La plaza de delante del templo quedó repentinamente vacía. No quedó nadie, a excepción de los dos ancianos que la habían sentenciado a muerte, la mujer pecadora y el Único sin pecado. La mujer estaba en pie, mientras Cristo permanecía agachado en el suelo. Reinaba un profundo silencio. De repente el Señor se levantó de nuevo, miró alrededor y, no viendo a nadie más que a la mujer, le dijo: “Mujer, ¿dónde están ellos? ¿Ninguno te condenó?” (Juan 8:10). El Señor sabía que ninguno la condenaría; pero con esta pregunta esperaba darle confianza para que fuera capaz de escuchar y entender mejor lo que quería decirle. Actuó como un experimentado doctor, que primero alienta a su paciente y solo entonces le da su medicina. “¿Ninguno te condenó?”. La mujer recuperó la capacidad de hablar y respondió: “Ninguno, Señor” (Juan 8:11). Estas palabras fueron pronunciadas por una criatura deplorable, que justo antes no tenía la esperanza de volver a pronunciar otra palabra; una criatura que, muy probablemente, sentía el aliento de la verdadera alegría por primera vez en su vida.
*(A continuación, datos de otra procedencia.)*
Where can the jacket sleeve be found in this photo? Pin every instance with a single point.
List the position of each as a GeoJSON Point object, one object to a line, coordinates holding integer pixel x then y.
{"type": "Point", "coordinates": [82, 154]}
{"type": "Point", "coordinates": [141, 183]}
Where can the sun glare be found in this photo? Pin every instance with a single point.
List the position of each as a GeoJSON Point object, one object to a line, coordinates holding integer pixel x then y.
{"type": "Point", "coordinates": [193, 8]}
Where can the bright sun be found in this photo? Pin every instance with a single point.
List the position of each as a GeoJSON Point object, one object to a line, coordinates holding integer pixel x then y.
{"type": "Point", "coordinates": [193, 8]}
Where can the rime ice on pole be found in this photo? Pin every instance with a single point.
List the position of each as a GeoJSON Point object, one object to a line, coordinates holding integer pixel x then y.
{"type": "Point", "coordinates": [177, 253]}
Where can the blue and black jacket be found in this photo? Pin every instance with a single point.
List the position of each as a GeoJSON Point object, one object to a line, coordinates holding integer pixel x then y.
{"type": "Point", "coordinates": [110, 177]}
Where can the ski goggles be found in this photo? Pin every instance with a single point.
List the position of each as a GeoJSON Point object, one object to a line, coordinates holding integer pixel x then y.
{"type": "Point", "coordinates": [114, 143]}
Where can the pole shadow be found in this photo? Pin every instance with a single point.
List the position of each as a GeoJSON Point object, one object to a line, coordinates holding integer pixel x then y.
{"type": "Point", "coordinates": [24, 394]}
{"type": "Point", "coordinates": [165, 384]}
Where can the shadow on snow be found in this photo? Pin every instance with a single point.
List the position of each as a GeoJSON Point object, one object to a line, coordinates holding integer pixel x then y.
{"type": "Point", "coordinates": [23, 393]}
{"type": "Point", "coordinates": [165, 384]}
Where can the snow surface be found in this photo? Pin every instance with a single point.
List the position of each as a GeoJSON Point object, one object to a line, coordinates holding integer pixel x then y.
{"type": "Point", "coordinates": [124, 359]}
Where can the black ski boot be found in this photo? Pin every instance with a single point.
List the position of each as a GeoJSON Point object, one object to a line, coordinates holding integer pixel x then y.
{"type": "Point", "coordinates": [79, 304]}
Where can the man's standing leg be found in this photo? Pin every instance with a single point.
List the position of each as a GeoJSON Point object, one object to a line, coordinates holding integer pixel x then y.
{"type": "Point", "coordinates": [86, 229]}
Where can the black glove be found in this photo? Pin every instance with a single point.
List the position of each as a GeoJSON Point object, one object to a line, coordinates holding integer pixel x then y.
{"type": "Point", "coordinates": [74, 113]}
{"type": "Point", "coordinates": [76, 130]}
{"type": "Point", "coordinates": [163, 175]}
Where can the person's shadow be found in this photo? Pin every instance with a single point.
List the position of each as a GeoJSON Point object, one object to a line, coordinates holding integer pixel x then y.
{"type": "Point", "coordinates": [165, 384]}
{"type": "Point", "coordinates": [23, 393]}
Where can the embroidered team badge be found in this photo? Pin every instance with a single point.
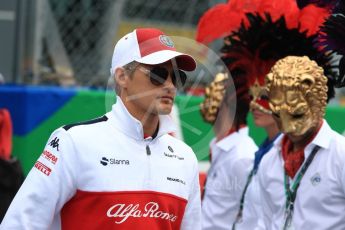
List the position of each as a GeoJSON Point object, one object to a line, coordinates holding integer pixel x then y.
{"type": "Point", "coordinates": [316, 179]}
{"type": "Point", "coordinates": [165, 40]}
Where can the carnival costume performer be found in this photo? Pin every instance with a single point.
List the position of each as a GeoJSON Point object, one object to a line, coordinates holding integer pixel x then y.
{"type": "Point", "coordinates": [231, 151]}
{"type": "Point", "coordinates": [259, 34]}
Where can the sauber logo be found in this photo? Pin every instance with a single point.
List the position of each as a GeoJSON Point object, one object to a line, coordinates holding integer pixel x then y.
{"type": "Point", "coordinates": [105, 161]}
{"type": "Point", "coordinates": [43, 168]}
{"type": "Point", "coordinates": [150, 210]}
{"type": "Point", "coordinates": [49, 156]}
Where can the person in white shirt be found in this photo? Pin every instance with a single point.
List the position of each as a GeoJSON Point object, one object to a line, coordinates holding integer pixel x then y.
{"type": "Point", "coordinates": [232, 151]}
{"type": "Point", "coordinates": [256, 37]}
{"type": "Point", "coordinates": [303, 184]}
{"type": "Point", "coordinates": [122, 170]}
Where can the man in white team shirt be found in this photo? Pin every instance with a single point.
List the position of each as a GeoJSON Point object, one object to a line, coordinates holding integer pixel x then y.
{"type": "Point", "coordinates": [303, 184]}
{"type": "Point", "coordinates": [122, 170]}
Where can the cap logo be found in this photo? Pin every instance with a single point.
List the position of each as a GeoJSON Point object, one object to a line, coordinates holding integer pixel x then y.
{"type": "Point", "coordinates": [165, 40]}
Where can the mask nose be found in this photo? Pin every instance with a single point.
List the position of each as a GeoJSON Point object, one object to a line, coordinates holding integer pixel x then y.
{"type": "Point", "coordinates": [287, 125]}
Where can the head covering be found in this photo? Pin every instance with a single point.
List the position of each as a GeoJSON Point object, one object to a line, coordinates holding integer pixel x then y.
{"type": "Point", "coordinates": [260, 32]}
{"type": "Point", "coordinates": [148, 46]}
{"type": "Point", "coordinates": [332, 38]}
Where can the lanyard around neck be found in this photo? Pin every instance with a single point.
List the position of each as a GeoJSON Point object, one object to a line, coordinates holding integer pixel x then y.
{"type": "Point", "coordinates": [291, 193]}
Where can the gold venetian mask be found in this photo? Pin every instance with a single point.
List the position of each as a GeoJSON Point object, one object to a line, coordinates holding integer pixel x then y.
{"type": "Point", "coordinates": [214, 95]}
{"type": "Point", "coordinates": [259, 98]}
{"type": "Point", "coordinates": [297, 91]}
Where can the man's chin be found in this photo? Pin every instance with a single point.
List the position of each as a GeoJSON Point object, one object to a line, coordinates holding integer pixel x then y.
{"type": "Point", "coordinates": [164, 110]}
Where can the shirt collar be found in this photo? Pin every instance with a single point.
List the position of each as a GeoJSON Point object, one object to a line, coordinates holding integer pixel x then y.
{"type": "Point", "coordinates": [231, 140]}
{"type": "Point", "coordinates": [132, 126]}
{"type": "Point", "coordinates": [323, 137]}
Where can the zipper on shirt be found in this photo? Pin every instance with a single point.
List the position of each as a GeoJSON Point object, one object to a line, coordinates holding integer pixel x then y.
{"type": "Point", "coordinates": [148, 150]}
{"type": "Point", "coordinates": [148, 154]}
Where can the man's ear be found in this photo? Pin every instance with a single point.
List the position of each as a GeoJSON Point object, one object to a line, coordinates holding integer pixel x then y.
{"type": "Point", "coordinates": [120, 77]}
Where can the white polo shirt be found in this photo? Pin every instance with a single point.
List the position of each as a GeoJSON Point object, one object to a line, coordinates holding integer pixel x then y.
{"type": "Point", "coordinates": [320, 200]}
{"type": "Point", "coordinates": [103, 174]}
{"type": "Point", "coordinates": [232, 160]}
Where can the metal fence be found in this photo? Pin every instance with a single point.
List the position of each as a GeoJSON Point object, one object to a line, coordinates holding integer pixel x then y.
{"type": "Point", "coordinates": [85, 31]}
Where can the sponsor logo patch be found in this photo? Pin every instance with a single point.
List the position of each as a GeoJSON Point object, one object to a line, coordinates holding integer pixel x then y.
{"type": "Point", "coordinates": [176, 180]}
{"type": "Point", "coordinates": [49, 156]}
{"type": "Point", "coordinates": [165, 40]}
{"type": "Point", "coordinates": [122, 212]}
{"type": "Point", "coordinates": [173, 156]}
{"type": "Point", "coordinates": [112, 161]}
{"type": "Point", "coordinates": [316, 179]}
{"type": "Point", "coordinates": [43, 168]}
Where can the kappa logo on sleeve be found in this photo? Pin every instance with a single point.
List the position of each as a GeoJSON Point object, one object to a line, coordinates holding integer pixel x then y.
{"type": "Point", "coordinates": [49, 156]}
{"type": "Point", "coordinates": [43, 168]}
{"type": "Point", "coordinates": [55, 143]}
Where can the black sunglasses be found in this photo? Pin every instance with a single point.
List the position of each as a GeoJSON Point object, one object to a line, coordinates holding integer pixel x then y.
{"type": "Point", "coordinates": [158, 75]}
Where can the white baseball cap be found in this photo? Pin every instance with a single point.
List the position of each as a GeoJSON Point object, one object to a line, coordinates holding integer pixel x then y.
{"type": "Point", "coordinates": [148, 46]}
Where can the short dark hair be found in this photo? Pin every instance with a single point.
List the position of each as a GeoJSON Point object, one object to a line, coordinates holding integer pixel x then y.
{"type": "Point", "coordinates": [129, 68]}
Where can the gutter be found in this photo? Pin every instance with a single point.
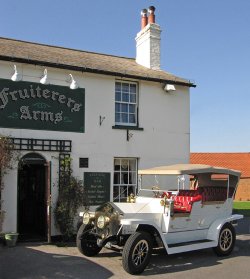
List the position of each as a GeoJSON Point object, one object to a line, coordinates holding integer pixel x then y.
{"type": "Point", "coordinates": [90, 70]}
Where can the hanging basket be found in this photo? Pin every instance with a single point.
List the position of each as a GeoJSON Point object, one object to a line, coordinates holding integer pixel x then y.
{"type": "Point", "coordinates": [11, 239]}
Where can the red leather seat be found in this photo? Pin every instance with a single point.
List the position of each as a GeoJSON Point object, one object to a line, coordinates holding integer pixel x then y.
{"type": "Point", "coordinates": [184, 200]}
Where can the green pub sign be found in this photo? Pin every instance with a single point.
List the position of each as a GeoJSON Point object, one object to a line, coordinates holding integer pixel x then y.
{"type": "Point", "coordinates": [97, 187]}
{"type": "Point", "coordinates": [28, 105]}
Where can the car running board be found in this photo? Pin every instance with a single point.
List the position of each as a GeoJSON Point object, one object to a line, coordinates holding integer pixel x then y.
{"type": "Point", "coordinates": [191, 246]}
Finalmente, el buen Señor dijo a la mujer: “Yo no te condeno tampoco. Vete, desde ahora no peques más” (Juan 8:11). Cuando los lobos dejan a su presa, así pues, tampoco el pastor desea la muerte de su oveja. Pero es esencial tener en cuenta que la “no acusación” de Cristo significa mucho más que la “no acusación” de los seres humanos. Cuando la gente no nos juzga por nuestros pecados, significa que no asignan un castigo por el pecado, sino que dejan el pecado con y en nosotros. Cuando Dios no acusa, sin embargo, esto significa que perdona nuestros pecados, los saca fuera como la podredumbre y hace nuestra alma limpia. Por esta razón, las palabras: “Yo no te condeno tampoco”, significan lo mismo que “Tus pecados son perdonados; vete, hija, y no peques más”.
¡Qué inesperado júbilo! ¡Qué gozo de verdad! Pues el Señor reveló la verdad a los que estaban perdidos. ¡Qué gozo en la justicia! Pues el Señor creó la justicia. ¡Qué júbilo en la misericordia! Pues el Señor mostró misericordia. ¡Qué gozo de vida! Pues el Señor preservó la vida. Este es el Evangelio de Cristo, que significa Buena Noticia; esta es la Noticia jubilosa, la Enseñanza de la alegría; esta es una página del Libro del Júbilo.